The mid-back and shoulder blade (scapula) area is the focus of this blog and video. This area is commonly weak if someone presents with a proximal cross posture. This posture is characterised by rounding of the shoulders, forward head carriage and the chin jutting forward.

We see many people in our office with this postural presentation and they don’t often realise they suffer from it. From this proximal cross we can see a variety of problems as a results. Problems such as tension and or pain in the shoulders, upper back, mid back and neck.  Headaches and tension in the chest may be a feature of this posture. We also see weakness in the deep neck flexors in the front of the neck and weakness in the muscles of the mid-back, around the scapula.  These muscles rotate the shoulder back (external shoulder rotators). We shall refer to these areas as the scapula stabilising muscles, and these are the muscles that we are aiming to increase their strength. This will help to bring our shoulders back and over our hips.

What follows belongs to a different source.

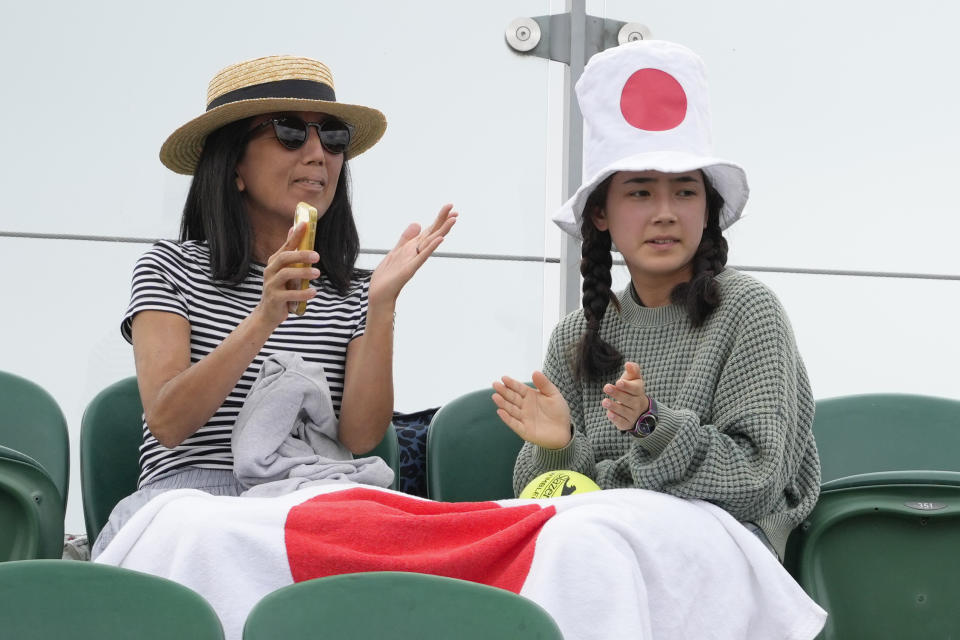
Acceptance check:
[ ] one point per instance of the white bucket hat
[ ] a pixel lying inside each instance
(646, 108)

Stand with your arms our in front and your hands touching the wall. Splay your fingers out and rotate your elbows so your elbow pits are facing up. This will help to get some external rotation in your shoulders. Engage your core by having feel shoulder width apart, pulling belly button to low back and tucking chin in gently. Slowly and deliberately, bring your shoulder blades up, then down and then forward and backwards.

Do this for a minute.

Aim to repeat 2-3 times a day and perform for 1-2 weeks or until you feel you have more movement and more control of this area.

Then you can progress to the strengthening exercises in Part 2.

Any problem, stop and speak with your chiropractor.